Review: Gog - S/T
“Stories of transformation are often painful primal and agonizing. The body rapidly twisting and contorting into some strange beast or monster is traditionally the tale told. Transformation at its best is invisible, stories of people evolving into something better or degenerating into something worse. Evolution, life and death, could be considered in this process of change when the transformation is played out over millions of years, centuries and decades. This album is a story of transformation.”
Perhaps I don’t pay this enough thought. The fact that transformation must involve the forceful rupture of original form; bones breaking and forming hideous curves, skin stretching and splintering, blood forcing out from within new follicles of feral hair. This record brings these considerations to light through pressure and muscle exertion; the sound of instruments (piano, drums, white noise amplifier wastage) being bent back against their natural mechanism, forming crests of climax to sprout up from within the plain of happening, like a volcano forcing its way up through the mantle. The record is a disturbance, an excitation. The music rises up in fire and violence, permeating the membrane of stasis and initiation an uneven – and deafeningly loud – exchange of force.

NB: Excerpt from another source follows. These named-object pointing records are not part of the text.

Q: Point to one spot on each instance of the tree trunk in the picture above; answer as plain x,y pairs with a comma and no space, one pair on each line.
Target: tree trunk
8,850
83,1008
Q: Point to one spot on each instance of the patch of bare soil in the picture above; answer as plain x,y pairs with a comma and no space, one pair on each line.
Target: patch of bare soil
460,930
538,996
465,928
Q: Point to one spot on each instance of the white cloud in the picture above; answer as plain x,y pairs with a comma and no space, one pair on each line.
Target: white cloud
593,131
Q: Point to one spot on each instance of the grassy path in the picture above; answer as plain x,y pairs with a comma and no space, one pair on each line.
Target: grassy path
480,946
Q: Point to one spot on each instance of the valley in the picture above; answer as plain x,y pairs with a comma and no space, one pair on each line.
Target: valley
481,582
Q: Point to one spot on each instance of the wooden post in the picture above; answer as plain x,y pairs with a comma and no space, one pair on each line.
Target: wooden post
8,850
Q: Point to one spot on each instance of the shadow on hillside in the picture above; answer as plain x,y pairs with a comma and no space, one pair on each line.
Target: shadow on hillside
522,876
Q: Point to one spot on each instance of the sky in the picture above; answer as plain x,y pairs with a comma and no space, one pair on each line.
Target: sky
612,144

Yet there is method too, and the sound surges up in recurrent, distinct waves. Drums sway forward and back over a pivot of metronomic ride cymbal, while low hammer-blows of piano (played as percussion, as if tonality is a mere by-product) catch the rhythm like an infection, spreading the mutation between instruments. Noise runs through the gaps like an anarchic wind: a purr of distorted bass frequency like lava flow felt under foot, or a thick gale flecked with sand and dry debris, flecking my torso with dirt. Feedback whistles through the gaps in bloating fingers. At one point during “The First Cure”, melody wafts upward when the movement stops – a voice that paints the contorted body in sunlight, while drones cut the sky with horizontal nimbus strips. It’s a temporary glimmer of stillness, caught before the virus surges into a ferocious double-time of blastbeats and screams, forcefully announcing the parting of flesh. The mutation is never complete.